Have Iowans liked state constitutional conventions? Opponents of the Nov. 3 referendum would like you to think conventions are as obsolete and unpopular as the flintlock blunderbuss.

But Iowans have arguably called six state constitutional conventions: three unambiguously in 1844, 1856, and 1920; and three ambiguously in 1846, 1900, and 1933 — depending on how terms such as “Iowans,” “legitimate recount,” and “state constitutional convention” are defined. But convention opponents and press accounts routinely present facts suggesting that conventions were only popular in Iowa’s primordial past.

The unstated implication of these historical “facts” is that we needn’t bother having a contemporary discussion about the merits of calling a state constitutional convention because past generations of Iowans have already had that discussion and decided against one. This has become a dog whistle — echoed in the press — to the uninformed.

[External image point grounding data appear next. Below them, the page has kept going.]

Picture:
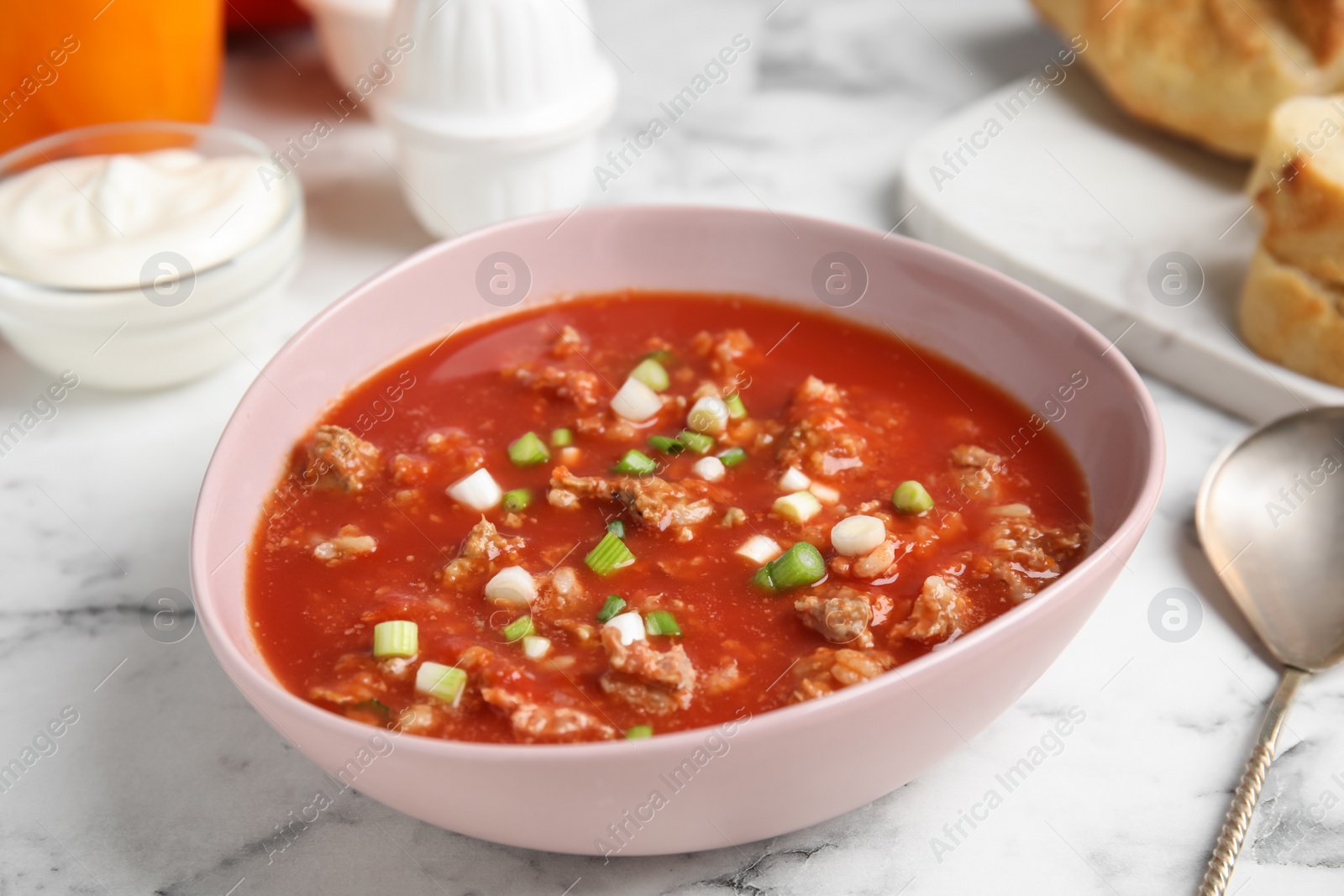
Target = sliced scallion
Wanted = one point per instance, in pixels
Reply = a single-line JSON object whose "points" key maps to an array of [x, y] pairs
{"points": [[521, 627], [636, 402], [636, 463], [732, 456], [799, 566], [665, 445], [437, 680], [477, 490], [651, 374], [613, 606], [535, 647], [528, 450], [396, 638], [660, 622], [799, 506], [698, 443], [911, 497], [609, 555]]}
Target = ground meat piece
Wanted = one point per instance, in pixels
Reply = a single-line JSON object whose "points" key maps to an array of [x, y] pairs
{"points": [[839, 613], [877, 562], [974, 469], [827, 669], [349, 543], [562, 497], [584, 633], [568, 342], [483, 546], [651, 500], [658, 681], [559, 590], [340, 459], [358, 679], [581, 387], [823, 438], [454, 452], [723, 678], [936, 613], [727, 351], [538, 723], [1027, 557], [410, 470], [605, 426]]}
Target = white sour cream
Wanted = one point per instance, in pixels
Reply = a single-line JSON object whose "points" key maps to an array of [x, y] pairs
{"points": [[94, 222]]}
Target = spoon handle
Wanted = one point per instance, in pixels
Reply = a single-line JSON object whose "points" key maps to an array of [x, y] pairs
{"points": [[1247, 792]]}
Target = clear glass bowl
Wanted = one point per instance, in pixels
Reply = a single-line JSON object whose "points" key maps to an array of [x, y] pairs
{"points": [[170, 328]]}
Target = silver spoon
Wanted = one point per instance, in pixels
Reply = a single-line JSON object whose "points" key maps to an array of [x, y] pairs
{"points": [[1270, 516]]}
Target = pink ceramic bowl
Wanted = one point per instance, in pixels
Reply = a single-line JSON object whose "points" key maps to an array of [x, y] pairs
{"points": [[772, 773]]}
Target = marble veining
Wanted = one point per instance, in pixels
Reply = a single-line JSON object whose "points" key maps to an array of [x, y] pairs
{"points": [[171, 783]]}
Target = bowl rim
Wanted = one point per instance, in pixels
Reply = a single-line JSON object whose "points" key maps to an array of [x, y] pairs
{"points": [[77, 298], [1128, 530]]}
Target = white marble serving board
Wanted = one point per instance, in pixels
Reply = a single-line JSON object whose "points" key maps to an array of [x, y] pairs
{"points": [[1070, 195]]}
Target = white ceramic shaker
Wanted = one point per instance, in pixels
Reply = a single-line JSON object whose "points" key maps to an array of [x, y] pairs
{"points": [[496, 109]]}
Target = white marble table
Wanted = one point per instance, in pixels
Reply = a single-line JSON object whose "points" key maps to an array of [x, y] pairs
{"points": [[168, 782]]}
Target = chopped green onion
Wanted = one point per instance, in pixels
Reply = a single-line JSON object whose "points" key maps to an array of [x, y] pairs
{"points": [[660, 622], [396, 638], [911, 497], [698, 443], [528, 450], [799, 566], [521, 627], [651, 374], [638, 463], [732, 457], [709, 414], [437, 680], [517, 500], [665, 445], [535, 647], [609, 555], [799, 506], [613, 606]]}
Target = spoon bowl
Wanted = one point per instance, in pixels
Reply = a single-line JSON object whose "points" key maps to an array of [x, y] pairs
{"points": [[1270, 517]]}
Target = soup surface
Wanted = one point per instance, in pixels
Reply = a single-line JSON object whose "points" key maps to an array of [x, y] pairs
{"points": [[501, 539]]}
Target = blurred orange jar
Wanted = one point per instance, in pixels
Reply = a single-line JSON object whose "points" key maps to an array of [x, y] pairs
{"points": [[71, 63]]}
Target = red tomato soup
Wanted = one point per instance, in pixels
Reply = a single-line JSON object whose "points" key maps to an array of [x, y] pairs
{"points": [[627, 515]]}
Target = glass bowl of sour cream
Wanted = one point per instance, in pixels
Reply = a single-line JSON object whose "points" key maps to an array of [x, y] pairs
{"points": [[141, 254]]}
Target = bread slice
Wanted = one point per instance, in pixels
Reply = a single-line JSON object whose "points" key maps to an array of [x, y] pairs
{"points": [[1299, 184], [1294, 318], [1209, 70]]}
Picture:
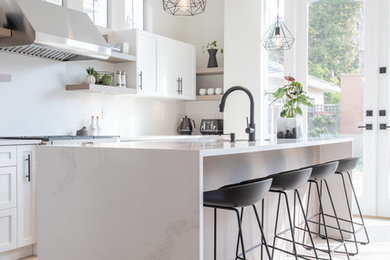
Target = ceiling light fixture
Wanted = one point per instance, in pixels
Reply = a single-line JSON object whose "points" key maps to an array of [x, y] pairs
{"points": [[278, 37], [184, 7]]}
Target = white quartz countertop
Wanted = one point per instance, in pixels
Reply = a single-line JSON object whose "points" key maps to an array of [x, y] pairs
{"points": [[4, 142], [211, 146]]}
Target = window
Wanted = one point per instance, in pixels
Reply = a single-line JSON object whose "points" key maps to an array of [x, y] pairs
{"points": [[97, 11], [134, 17], [57, 2], [274, 70]]}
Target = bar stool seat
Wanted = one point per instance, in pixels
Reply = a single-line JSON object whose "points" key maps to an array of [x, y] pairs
{"points": [[291, 181], [320, 174], [239, 195], [348, 164]]}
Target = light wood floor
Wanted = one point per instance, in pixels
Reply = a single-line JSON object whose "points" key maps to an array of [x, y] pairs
{"points": [[378, 249]]}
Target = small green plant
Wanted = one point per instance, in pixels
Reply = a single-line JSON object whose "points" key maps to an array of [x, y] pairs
{"points": [[292, 96], [211, 45], [90, 70]]}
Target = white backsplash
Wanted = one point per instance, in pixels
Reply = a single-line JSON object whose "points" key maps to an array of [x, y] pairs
{"points": [[36, 103]]}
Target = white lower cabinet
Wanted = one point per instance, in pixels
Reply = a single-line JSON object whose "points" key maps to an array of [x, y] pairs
{"points": [[18, 216], [7, 187], [8, 229], [27, 201]]}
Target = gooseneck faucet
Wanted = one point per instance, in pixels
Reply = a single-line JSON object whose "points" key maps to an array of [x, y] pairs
{"points": [[251, 128]]}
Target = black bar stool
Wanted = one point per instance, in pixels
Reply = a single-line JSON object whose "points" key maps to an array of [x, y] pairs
{"points": [[345, 167], [319, 176], [291, 181], [235, 196]]}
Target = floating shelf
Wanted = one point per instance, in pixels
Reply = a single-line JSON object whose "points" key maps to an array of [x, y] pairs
{"points": [[118, 57], [5, 77], [101, 89], [209, 98], [210, 71], [5, 33]]}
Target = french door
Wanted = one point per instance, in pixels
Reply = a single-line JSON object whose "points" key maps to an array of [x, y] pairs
{"points": [[375, 184]]}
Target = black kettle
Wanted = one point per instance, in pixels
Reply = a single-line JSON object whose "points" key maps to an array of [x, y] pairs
{"points": [[185, 127]]}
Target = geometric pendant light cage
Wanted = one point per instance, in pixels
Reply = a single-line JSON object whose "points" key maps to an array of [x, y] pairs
{"points": [[184, 7], [278, 37]]}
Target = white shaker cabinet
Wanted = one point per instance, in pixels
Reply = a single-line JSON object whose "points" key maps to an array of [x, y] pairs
{"points": [[26, 196], [176, 70], [167, 73], [17, 197], [146, 64], [164, 67], [187, 70], [7, 229]]}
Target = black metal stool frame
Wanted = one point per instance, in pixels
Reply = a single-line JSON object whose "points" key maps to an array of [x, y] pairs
{"points": [[321, 216], [239, 215], [291, 229]]}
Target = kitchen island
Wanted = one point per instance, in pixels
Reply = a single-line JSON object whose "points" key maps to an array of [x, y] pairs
{"points": [[143, 199]]}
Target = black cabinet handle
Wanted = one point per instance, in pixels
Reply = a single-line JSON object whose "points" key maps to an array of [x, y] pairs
{"points": [[140, 80], [383, 126], [367, 126], [28, 176]]}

Today, Iowan advocates for state constitutional conventions are so discouraged they don’t even try. It’s like potential advocates for democracy in Russia, Turkey and Venezuela, who are constantly reminded by those in power that any effort at meaningful democratic reform is doomed to failure, so don’t even try.

Iowa’s framers gave the people the decennial state constitutional convention referendum to serve as a legislative bypass mechanism. Ever since, incumbent legislators and the special interests who excel at influencing them have opposed the convention process. It’s time for Iowa to discuss the merits of a convention and stop the dog whistling.